The space shuttle Atlantis rumbled off the launching pad Nov. 16 on a flawless launch to the ISS (International Space Station). With near perfect weather — a rarity for recent NASA launch attempts — Atlantis departed on time at 2:28 p.m. for the 11-day mission to the space station.
The mission is NASA’s last to the space station this year and is primarily dedicated to delivering spare parts to the ISS. With only five missions left in 2010 before NASA retires the shuttle fleet, the space agency is focused on using the shuttle’s unique ability to haul large pallets of equipment to position spare parts on the orbiting laboratory.
Veteran astronaut Charlie Hobaugh will is in command of the Atlantis with first-time flier Barry Wilmore will serving as pilot. The mission specialists are Randy Bresnik and Robert Satcher — also making their first spaceflights — and veteran fliers Leland Melvin and Mike Foreman. Current space station crew member Nicole Stott will return to Earth aboard Atlantis as the seventh crew member of the crew.
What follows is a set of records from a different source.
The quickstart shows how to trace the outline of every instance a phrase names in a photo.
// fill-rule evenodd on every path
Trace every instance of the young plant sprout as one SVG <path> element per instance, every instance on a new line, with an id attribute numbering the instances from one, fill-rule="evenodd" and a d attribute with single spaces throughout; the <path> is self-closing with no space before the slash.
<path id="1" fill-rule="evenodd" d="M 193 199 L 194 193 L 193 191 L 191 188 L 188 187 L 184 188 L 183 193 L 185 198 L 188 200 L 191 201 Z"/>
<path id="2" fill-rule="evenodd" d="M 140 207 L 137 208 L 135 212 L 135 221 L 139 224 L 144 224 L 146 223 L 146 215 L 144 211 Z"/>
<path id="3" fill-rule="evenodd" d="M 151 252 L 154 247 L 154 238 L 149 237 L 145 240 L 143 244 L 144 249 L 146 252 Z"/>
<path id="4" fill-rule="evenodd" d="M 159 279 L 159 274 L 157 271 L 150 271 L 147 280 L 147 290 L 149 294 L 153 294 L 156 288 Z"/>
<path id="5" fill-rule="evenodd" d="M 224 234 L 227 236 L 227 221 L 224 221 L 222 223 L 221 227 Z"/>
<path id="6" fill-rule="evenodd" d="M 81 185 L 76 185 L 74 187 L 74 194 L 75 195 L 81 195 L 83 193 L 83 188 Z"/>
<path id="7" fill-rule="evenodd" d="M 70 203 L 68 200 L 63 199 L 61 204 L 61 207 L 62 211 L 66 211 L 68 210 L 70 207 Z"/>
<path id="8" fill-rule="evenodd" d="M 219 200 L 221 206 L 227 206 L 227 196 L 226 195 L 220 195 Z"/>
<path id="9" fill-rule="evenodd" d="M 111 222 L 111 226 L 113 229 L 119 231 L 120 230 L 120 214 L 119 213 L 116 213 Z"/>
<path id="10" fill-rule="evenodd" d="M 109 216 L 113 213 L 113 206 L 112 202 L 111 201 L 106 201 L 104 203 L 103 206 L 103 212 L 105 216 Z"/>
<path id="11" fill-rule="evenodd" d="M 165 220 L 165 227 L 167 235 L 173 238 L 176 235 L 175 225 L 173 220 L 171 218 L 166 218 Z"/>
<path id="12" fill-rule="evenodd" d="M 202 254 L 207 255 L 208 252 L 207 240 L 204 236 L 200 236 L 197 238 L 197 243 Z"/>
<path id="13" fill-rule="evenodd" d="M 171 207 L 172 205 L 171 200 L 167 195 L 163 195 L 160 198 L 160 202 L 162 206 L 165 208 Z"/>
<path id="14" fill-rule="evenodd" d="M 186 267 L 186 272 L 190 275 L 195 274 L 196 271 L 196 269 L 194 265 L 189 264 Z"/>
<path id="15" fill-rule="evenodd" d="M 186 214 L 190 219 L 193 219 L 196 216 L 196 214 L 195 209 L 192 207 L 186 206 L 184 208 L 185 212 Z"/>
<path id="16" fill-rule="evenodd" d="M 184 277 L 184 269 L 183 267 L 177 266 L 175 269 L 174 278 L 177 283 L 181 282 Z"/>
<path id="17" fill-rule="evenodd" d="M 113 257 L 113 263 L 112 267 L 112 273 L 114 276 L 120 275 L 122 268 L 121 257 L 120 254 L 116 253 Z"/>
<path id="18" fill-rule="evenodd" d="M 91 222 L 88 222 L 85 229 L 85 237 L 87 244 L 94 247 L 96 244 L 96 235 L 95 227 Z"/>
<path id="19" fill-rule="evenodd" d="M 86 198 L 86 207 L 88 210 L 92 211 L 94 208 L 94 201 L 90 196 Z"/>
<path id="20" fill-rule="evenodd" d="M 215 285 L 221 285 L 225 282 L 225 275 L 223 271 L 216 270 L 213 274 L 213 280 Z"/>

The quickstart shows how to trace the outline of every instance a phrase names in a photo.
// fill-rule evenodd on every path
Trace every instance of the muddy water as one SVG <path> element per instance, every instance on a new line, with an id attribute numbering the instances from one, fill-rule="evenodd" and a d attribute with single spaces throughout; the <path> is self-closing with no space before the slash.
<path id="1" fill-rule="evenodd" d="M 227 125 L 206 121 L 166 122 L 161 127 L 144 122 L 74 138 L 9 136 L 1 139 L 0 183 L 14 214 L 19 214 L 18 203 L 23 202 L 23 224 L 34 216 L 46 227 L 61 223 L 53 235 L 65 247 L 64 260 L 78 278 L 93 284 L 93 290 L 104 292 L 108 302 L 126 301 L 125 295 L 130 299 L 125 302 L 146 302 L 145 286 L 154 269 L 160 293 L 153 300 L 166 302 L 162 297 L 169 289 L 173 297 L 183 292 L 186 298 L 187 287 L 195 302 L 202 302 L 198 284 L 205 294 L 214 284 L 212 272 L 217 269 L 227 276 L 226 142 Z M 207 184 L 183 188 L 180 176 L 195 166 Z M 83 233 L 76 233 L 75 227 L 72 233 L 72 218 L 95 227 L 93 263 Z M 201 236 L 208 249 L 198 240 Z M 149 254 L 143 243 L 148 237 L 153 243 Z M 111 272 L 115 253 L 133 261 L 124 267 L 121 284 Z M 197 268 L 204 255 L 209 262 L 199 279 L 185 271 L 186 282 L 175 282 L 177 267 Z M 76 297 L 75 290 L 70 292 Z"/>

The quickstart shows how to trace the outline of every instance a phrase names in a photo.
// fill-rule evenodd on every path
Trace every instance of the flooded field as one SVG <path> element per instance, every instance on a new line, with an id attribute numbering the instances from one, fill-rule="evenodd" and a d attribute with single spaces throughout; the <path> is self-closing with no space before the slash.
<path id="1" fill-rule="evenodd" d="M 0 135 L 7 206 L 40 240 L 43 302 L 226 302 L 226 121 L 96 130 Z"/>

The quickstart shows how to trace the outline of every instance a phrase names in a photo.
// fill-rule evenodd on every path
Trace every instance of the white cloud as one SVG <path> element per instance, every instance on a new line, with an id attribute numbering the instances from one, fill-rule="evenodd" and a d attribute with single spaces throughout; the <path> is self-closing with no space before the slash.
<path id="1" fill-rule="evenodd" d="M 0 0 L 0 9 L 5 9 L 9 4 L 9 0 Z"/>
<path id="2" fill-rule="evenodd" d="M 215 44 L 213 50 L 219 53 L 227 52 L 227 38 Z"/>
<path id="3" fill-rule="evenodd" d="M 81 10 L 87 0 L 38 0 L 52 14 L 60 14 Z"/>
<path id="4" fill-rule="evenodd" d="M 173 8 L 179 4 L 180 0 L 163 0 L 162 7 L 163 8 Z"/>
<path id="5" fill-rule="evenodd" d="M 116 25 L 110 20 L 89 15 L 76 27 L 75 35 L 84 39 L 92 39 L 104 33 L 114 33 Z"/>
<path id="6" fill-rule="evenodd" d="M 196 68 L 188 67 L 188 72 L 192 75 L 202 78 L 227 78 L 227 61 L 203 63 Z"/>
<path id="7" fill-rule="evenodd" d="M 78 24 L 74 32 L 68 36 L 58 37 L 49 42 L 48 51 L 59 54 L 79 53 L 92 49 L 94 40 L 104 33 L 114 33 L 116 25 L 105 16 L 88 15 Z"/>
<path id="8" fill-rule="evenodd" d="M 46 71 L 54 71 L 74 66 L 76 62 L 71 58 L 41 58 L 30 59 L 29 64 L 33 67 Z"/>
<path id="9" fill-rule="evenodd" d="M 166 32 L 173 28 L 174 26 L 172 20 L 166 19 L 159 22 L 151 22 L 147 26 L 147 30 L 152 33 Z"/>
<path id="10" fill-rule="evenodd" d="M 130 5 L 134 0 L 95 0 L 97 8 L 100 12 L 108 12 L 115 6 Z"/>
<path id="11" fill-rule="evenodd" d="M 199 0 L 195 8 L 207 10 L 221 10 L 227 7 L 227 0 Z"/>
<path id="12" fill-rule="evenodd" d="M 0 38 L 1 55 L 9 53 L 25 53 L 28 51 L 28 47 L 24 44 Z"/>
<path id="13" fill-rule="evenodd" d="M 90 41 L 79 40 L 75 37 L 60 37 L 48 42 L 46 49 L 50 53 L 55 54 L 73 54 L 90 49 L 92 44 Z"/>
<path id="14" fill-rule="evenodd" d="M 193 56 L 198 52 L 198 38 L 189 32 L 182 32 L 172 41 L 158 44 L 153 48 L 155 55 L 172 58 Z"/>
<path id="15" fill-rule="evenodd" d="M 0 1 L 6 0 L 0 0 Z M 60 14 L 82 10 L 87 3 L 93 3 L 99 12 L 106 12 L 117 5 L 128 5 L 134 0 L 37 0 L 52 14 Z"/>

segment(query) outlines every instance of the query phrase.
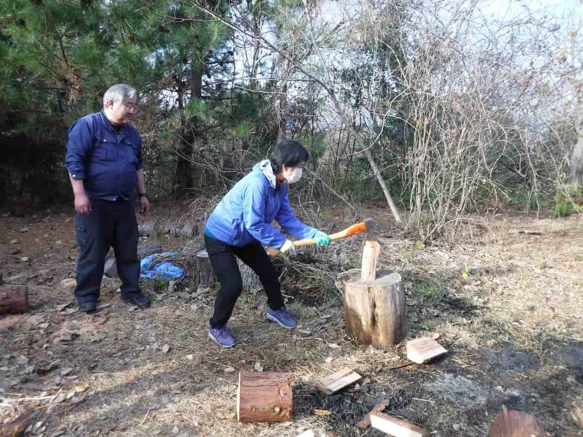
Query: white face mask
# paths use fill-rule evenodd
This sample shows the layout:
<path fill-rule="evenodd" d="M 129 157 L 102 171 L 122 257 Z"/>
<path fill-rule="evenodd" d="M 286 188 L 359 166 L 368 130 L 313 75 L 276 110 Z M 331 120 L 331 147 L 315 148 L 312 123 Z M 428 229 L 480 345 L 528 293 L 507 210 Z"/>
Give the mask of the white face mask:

The spares are going up on two platforms – called external logistics carriers, or ELCs – to be attached on either side of the station’s truss, in hopes that wherever a failure happens, the necessary spare won’t be too far away.
The ELCs carried up on Atlantis will contain two pump modules, two control moment gyroscopes, two nitrogen tank assemblies, an ammonia tank assembly, a high-pressure gas tank, a latching end effector for the station’s robotic arm and a trailing umbilical system reel assembly for the railroad cart that allows the arm to move along the station’s truss system.
There’s also a power control unit, a plasma container unit, a cargo transportation container and a battery charge/discharge unit. In all, that’s 27,250 pounds worth of spares to keep the station going long after the shuttles retire.
Some of those spares would be used to replace failed components of the systems that provide the station power or keep it from overheating or tumbling through space.
“It was a long-term goal to have the full power production capability and all the international partners present and six person crew capability,” said Mike Sarafin, the lead shuttle flight director for the mission. “These are the spares that will allow us to utilize the investment that we’ve put in.”
Much of the focus of the mission will to be pave the way for NASA’s next trip to the space station in February. The space shuttle Endeavour is scheduled to deliver the Tranquility node with its attached cupola, a robotic control station with six windows around its sides and another in the center that provides a 360-degree view around the station.